Estive caro leitor, relendo a magnífica “Divina Comédia” de Dante, e novamente me detive logo no início quando o Poeta, acompanhado por Virgilio, que representa a Razão dos homens, desce ao Inferno. Diz Dante abrindo seu poema: “A meio caminhar de nossa vida/ fui encontrar em uma selva escura:/ estava a reta minha via perdida. Ah! Que a tristeza de narrar é dura/ essa selva selvagem, rude e forte,/ que volve o medo à mente que a figura”.
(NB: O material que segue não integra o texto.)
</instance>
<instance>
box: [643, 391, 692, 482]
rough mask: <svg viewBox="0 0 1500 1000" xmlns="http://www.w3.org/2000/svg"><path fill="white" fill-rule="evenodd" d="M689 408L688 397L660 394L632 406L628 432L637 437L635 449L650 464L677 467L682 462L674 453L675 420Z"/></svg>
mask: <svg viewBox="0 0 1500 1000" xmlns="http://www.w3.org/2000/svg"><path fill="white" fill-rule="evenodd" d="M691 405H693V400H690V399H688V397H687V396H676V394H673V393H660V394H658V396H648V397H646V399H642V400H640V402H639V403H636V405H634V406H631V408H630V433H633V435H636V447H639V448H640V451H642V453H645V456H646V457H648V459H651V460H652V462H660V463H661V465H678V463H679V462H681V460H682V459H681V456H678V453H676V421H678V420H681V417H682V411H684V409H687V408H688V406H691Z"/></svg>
Dante descia ao Inferno, e quem encontrou? Os ignavos, sem batismo; os luxuriosos, os gulosos, avaros e pródigos, iracundos e rancorosos, os heréticos. Os tiranos, assaltantes, usuários, aduladores, traficantes, hipócritas, ladrões, falsários entre outros.
A “Divina Comédia” é aqui, aqui embaixo, no Brasil de hoje, e o que podemos pensar para que o Ódio não destrua o que nos resta? Houve um tempo em que os homens de bem, os estadistas, os políticos, os intelectuais, os estudantes e os empresários criavam uma espécie de Conselho representativo da sociedade para pensar a Nação! Será que estou sonhando ou viajando numa ficção?
Transformemos o Ódio no Pensar, nesse momento histórico do nosso Brasil meio que perdido e lembremos do que nos diz Kalina Vanderlei Silva e Maciel Henrique Silva em seu “Dicionário de Conceitos Hisóricos”, Editora Contexto, 2005:
“Seja como for, em um momento em que predomina um relativismo exacerbado, e o discurso do “fim das ideologias”, faz-se cada dia mais necessário repensarmos o sentido político, do trabalho pelo bem-estar-social, por valores nobres, buscando revitalizar uma cultura política que sinalize formas mais humanas de relações sociais. O intelectual não pode se furtar à ação política, esconder-se em teorias pretensamente neutras. Não que todos os educadores precisem atuar necessariamente nas instâncias político-partidárias. Mas é função do intelectual, dos professores de ensino, a proposição de caminhos à sociedade, de discursos compatíveis com as questões atuais… Para isso, precisamos compreender que as relações de poder estão em todo o lugar da sociedade e procurar contornar o desgaste que as imagens da política (atrelada à do político profissional) sofreu na história recente do Brasil”.
Fico por aqui prezado leitor deixando uma sugestiva frase de Gregório de Matos dita nesse último fim de semana, pelo meu querido professor Luis Tenório, analista da Sociedade de Psicanálise de São Paulo: “ O que me quer o Brasil que me persegue”.